To attract manufacturers, Gevers started his own company, Gevers Aircraft Inc., with a website devoted to the Genesis’ design specs and goal at geversaircraft.com. He’s even built his own wind tunnel with his brother, Matthew, in which they have proven his design will fly.
And now, almost 30 years after the idea first popped into his head, and after getting a nearly inch-think patent approved in 1997, Gevers finally signed a contract with the Halberd Corporation last month to produce a full-scale flying prototype.

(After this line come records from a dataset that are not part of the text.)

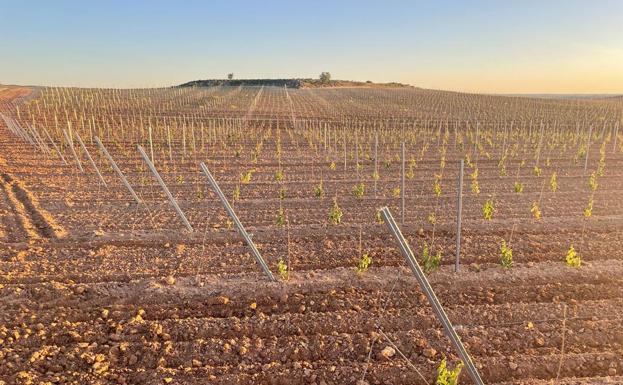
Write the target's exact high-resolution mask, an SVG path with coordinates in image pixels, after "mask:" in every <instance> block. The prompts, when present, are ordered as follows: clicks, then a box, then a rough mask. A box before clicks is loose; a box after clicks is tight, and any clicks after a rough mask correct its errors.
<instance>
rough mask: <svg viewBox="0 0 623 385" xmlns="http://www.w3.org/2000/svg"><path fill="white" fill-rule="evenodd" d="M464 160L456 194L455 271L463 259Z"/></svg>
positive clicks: (462, 159)
mask: <svg viewBox="0 0 623 385" xmlns="http://www.w3.org/2000/svg"><path fill="white" fill-rule="evenodd" d="M463 164H464V161H463V159H461V160H460V162H459V179H458V186H457V193H456V259H455V261H454V271H455V272H458V271H459V264H460V259H461V212H462V211H463V168H464V165H463Z"/></svg>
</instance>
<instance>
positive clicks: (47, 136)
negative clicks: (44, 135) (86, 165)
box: [41, 126, 69, 165]
mask: <svg viewBox="0 0 623 385" xmlns="http://www.w3.org/2000/svg"><path fill="white" fill-rule="evenodd" d="M41 127H42V128H43V132H45V135H46V136H47V137H48V140H49V141H50V143H52V146H53V147H54V150H56V152H57V153H58V155H59V156H60V157H61V160H62V161H63V163H65V165H68V164H69V163H67V161H66V160H65V157H64V156H63V153H62V152H61V150H60V149H59V148H58V146H57V145H56V143H54V141H53V140H52V137H51V136H50V133H49V132H48V130H46V128H45V126H41Z"/></svg>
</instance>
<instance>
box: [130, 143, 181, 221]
mask: <svg viewBox="0 0 623 385" xmlns="http://www.w3.org/2000/svg"><path fill="white" fill-rule="evenodd" d="M136 148H138V152H140V154H141V156H142V157H143V160H144V161H145V163H147V166H148V167H149V169H150V170H151V173H152V174H153V176H154V178H156V180H157V181H158V183H159V184H160V187H162V190H163V191H164V193H165V194H166V195H167V198H169V201H170V202H171V204H172V205H173V208H175V211H176V212H177V215H179V217H180V218H181V219H182V222H184V226H186V228H187V229H188V231H193V227H192V226H191V225H190V222H188V219H186V215H184V212H183V211H182V209H181V208H180V206H179V205H178V204H177V201H176V200H175V198H173V194H171V191H169V188H168V187H167V185H166V184H165V183H164V181H163V180H162V178H161V177H160V174H158V170H156V167H154V164H153V163H152V162H151V160H149V157H148V156H147V154H145V150H143V147H141V145H140V144H137V145H136Z"/></svg>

“I used to think that I’d like to manufacture airplanes. Now I’d be happy if it actually was a good enough idea I saw somebody pick it up and use it,” Gevers said.
The Halberd Corporation, based in Las Vegas, seems to think it is a good idea. Known for the production of both short and long-range unmanned aircraft, Halberd sees the potential of Gevers’ aircraft being able to land on multiple surfaces and its ability to fly quickly or loiter above an area.
“As a former Navy Seal, I see numerous advantages for this unique configuration as it affords operation on snow, water and land,” Halberd President Reuben Lowing said in a press release. “The U.S. military, especially the Navy Seals will find these abilities superior to our competition.”
Halberd is currently working on three sizes of the Genesis — all amphibious.
Gevers hopes that by this time next year he’ll be able to fly the Genesis out of the Crawfordsville airport, an experience he believes will remain unmatched in all his years of aviation.
“That would be the crown of an engineering career — to see your innovative idea that didn’t catch on right away actually help mankind and have a place in history.”